A história de Deixe A Luz Do Sol Entrar é constituída de uma série de encontros românticos mal-sucedidos. O primeiro homem a surgir é um banqueiro casado e mal educado que enxerga em Isabelle apenas um refúgio ao qual pode recorrer quando o cotidiano se torna demasiadamente entediante. O segundo, por sua vez, é um ator talentoso, mas inseguro e muito auto-centrado. Já o terceiro é sabotado pelos comentários maldosos e enciumados de um amigo da protagonista. Em todas essas situações, Isabelle ignora os defeitos na esperança de se relacionar com alguém, no entanto, é sempre ela quem sai perdendo.
Evidentemente, a solução desse problema não está nos homens com os quais se depara, mas na maneira como ela se enxerga. Não adianta buscar grandes qualidades em estranhos quando, para aplacar a solidão, nos contentamos com qualquer pessoa. É somente nesse estágio de amadurecimento que estamos prontos para nos relacionar romanticamente. Amar a si mesmo talvez seja uma das primeiras manifestações de amor verdadeiro. Propositalmente, quando Isabelle dança sozinha e com um sorriso no rosto, ouvimos “At Last”, de Etta James, canção que fala sobre se apaixonar. No caso em questão, essa paixão é, no melhor sentido da palavra, egoística.
As sutilezas de um estilo sóbrio
A maneira como Denis retrata essa jornada é majoritariamente sóbria. Há poucos movimentos de câmera, alguns planos são mais longos e, em certos momentos, os atores são enquadrados individualmente, o que reflete a solidão que compartilham até quando estão juntos. Contudo, há cenas em que ocorre um rompimento dessa estrutura e a criatividade da diretora aparece mais efusivamente. A conversa que a protagonista tem com o banqueiro num bar, quando a câmera dança de um lado para o outro, ilustrando, assim, o jogo de poder entre os dois personagens, é um forte exemplo. O mesmo vale para a cena final, em que os créditos sobrem enquanto um diálogo esclarecedor ainda se desenrola.
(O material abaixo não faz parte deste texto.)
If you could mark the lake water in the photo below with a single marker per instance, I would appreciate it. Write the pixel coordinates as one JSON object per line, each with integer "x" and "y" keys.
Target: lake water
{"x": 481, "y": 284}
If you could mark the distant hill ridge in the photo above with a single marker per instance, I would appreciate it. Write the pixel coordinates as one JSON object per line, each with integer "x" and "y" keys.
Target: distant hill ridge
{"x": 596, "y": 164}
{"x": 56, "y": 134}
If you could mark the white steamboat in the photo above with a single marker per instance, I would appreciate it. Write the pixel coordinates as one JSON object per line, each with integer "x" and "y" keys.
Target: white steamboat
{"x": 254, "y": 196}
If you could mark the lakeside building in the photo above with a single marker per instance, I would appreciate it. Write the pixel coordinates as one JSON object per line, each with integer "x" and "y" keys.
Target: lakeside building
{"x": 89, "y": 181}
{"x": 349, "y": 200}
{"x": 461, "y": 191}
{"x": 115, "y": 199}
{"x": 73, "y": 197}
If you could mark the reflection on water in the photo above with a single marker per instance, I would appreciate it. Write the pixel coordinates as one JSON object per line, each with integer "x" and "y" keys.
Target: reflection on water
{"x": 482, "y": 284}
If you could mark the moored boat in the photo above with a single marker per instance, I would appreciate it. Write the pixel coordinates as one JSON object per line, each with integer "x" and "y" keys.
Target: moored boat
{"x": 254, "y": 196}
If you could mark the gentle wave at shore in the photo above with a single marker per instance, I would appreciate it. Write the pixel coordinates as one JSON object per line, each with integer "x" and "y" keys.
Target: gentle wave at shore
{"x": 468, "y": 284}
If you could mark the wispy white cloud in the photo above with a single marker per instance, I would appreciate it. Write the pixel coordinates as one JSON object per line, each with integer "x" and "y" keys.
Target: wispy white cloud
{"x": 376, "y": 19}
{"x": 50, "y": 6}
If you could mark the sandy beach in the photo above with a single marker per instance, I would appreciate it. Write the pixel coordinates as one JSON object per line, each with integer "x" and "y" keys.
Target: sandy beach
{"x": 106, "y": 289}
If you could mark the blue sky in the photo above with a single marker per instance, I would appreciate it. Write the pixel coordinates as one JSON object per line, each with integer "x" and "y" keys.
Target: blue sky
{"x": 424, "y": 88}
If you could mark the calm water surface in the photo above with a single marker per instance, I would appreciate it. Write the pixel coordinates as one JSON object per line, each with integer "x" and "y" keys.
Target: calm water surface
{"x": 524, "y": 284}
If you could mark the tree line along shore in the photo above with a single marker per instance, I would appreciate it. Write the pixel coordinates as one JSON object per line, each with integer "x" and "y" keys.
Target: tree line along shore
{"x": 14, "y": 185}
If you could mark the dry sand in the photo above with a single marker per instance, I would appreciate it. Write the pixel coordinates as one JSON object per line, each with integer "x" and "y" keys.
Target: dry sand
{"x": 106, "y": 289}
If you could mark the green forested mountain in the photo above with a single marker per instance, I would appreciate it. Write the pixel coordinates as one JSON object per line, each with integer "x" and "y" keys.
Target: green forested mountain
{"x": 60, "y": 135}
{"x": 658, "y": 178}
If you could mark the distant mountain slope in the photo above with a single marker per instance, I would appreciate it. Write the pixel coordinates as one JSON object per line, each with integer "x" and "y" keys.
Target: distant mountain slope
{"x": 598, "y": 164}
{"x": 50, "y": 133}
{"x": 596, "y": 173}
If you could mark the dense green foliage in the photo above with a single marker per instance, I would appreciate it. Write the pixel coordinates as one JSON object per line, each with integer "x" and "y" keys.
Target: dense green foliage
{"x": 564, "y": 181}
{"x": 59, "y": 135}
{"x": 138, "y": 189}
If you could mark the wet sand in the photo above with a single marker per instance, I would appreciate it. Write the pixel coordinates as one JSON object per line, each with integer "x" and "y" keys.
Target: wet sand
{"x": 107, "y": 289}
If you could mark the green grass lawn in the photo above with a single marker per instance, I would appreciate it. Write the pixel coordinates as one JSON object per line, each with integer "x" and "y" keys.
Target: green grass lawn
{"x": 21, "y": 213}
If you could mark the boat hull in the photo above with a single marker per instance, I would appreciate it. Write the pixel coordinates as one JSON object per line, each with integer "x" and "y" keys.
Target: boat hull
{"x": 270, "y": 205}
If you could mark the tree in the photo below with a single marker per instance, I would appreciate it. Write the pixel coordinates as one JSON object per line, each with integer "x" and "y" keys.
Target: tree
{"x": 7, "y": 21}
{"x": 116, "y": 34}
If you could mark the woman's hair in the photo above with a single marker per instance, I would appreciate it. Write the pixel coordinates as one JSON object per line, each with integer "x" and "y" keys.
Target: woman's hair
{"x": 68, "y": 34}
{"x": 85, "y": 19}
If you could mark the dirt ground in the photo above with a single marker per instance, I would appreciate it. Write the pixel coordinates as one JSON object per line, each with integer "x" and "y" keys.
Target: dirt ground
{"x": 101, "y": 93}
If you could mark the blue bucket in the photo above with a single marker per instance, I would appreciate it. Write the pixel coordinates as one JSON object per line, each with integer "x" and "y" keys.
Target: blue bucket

Claramente, essa sobriedade gera a sensação de que Deixe A Luz Do Sol Entrar não é um filme muito inspirado. E, de fato, não é um dos melhores trabalhos da cineasta. Não há espaço para muitas ambiguidades ou complexidades psicológicas. Mas se trata, inegavelmente, de uma reflexão sincera sobre o mundo feminino, particularmente especial por partir de Denis, diretora experiente conhecida por trabalhos emocionalmente densos. Ver artistas consagrados saindo da zona de conforto é sempre uma atividade prazerosa e encorajadora.